Missing positive labels in the training dataset may confuse the training process. In this package, we added a further modification to estimate and remove a fraction of top scores before probability scaling, which alleviates the effect of high probabilities assigned to false-negative genes in calibration.

Automatical threshold estimation

We estimate thresholds for each of the predicted labels, based on matching training and testing label probability distributions and the harmonic mean of precision and recall.
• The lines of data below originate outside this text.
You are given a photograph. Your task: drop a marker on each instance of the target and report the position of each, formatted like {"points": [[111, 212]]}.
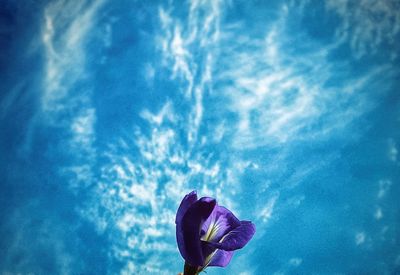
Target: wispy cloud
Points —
{"points": [[368, 25]]}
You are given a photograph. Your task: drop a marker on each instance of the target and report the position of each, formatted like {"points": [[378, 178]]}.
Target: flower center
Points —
{"points": [[211, 231]]}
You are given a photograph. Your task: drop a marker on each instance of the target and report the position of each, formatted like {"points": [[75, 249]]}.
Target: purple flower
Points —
{"points": [[207, 234]]}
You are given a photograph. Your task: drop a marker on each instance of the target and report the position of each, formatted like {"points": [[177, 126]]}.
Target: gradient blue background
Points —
{"points": [[287, 112]]}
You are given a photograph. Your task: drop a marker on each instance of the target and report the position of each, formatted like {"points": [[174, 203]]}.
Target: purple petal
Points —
{"points": [[215, 257], [237, 238], [192, 220], [187, 201], [220, 222], [221, 258]]}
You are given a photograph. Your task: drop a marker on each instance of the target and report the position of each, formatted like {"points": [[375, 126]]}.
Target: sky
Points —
{"points": [[287, 112]]}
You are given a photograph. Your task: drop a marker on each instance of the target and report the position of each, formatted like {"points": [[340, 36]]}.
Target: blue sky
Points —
{"points": [[286, 111]]}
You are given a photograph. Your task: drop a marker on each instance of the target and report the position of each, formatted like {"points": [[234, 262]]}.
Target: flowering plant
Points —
{"points": [[208, 234]]}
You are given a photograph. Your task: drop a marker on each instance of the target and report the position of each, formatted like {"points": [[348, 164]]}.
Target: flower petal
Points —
{"points": [[192, 220], [221, 258], [187, 201], [220, 222], [237, 238]]}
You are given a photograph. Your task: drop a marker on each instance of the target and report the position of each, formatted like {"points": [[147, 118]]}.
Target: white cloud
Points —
{"points": [[368, 25], [378, 213], [267, 211], [384, 186], [295, 261], [360, 238], [393, 151]]}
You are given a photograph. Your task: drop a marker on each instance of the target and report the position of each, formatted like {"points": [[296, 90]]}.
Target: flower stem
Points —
{"points": [[190, 270]]}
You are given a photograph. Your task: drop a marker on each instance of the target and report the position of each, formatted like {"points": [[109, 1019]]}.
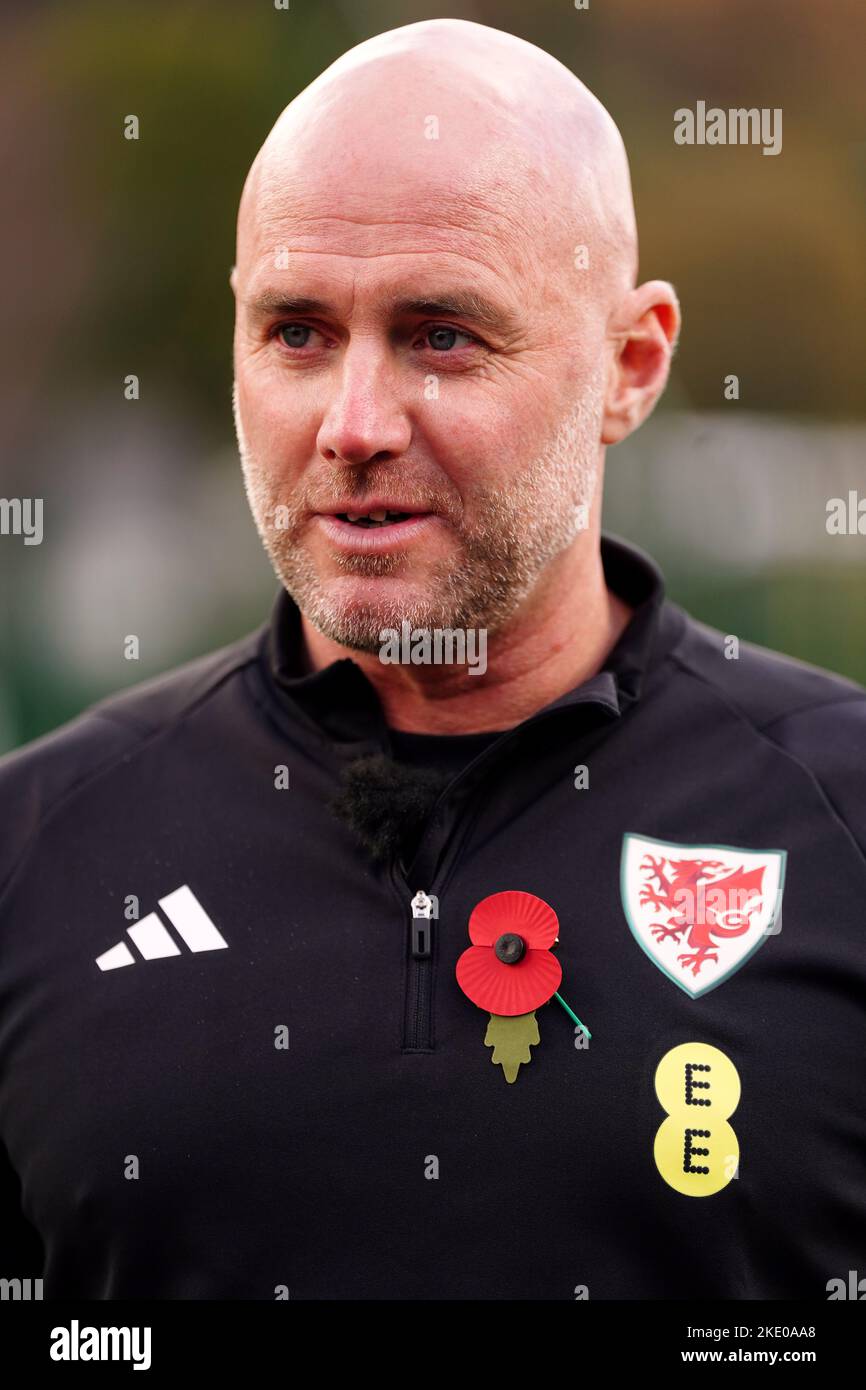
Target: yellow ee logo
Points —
{"points": [[695, 1150]]}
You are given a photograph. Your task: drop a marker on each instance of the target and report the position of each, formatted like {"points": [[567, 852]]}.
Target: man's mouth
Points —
{"points": [[371, 519]]}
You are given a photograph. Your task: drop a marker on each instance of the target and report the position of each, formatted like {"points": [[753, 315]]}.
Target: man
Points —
{"points": [[249, 1048]]}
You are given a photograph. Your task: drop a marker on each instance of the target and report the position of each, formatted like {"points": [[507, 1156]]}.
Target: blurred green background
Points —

Goroutines for scalable computing

The package supports multi goroutines/threads for both the multi-label multi-network propagations and the expensive mean-field approximation step in decoding the network propagated values back to gene labels.

Installation

For most users, please download the pre-compiled binary files from the release and install the liblinear package. If you’d like to build from source, you can download the source files and compile in a GO environment. Please read this page for exemplary installations on ubuntu and mac machines and error massages from not correctly installed liblinear packages.

Quick Start

This package is organized as a suite of commands using Cobra. Help information for input data description, sub-commands, and parameters are printed to the standard output. For instance, a call for ecoc will print the following to the terminal. In addition, A vignette using this tool for predicting piRNA pathway genes in D. melanogaster is available in this demo.


  ______ _____ ____   _____ 
 |  ____/ ____/ __ \ / ____|
 | |__ | |   | |  | | |     
 |  __|| |   | |  | | |     
 | |___| |___| |__| | |____ 
 |______\_____\____/ \_____|

 Encoding and decoding label set with error correction.

Usage:
  ecoc [command]

Available Commands:
  help        Help about any command
  neten       network enhancement
  pcc         fast correlation calculation
  pred        prediction with specific hyperparameters
  prop        multi-label propagation
  report      calculate benchmark scores
  tune        hyperparameter tuning and automatic prediction

Flags:
      --config string   config file (default is $HOME/.ecoc.yaml)
  -h, --help            help for ecoc

Use "ecoc [command] --help" for more information about a command.

Reference

  • Wang, B., Pourshafeie, A., Zitnik, M. et al. Network enhancement as a general method to denoise weighted biological networks. Nat Commun 9, 3108 (2018).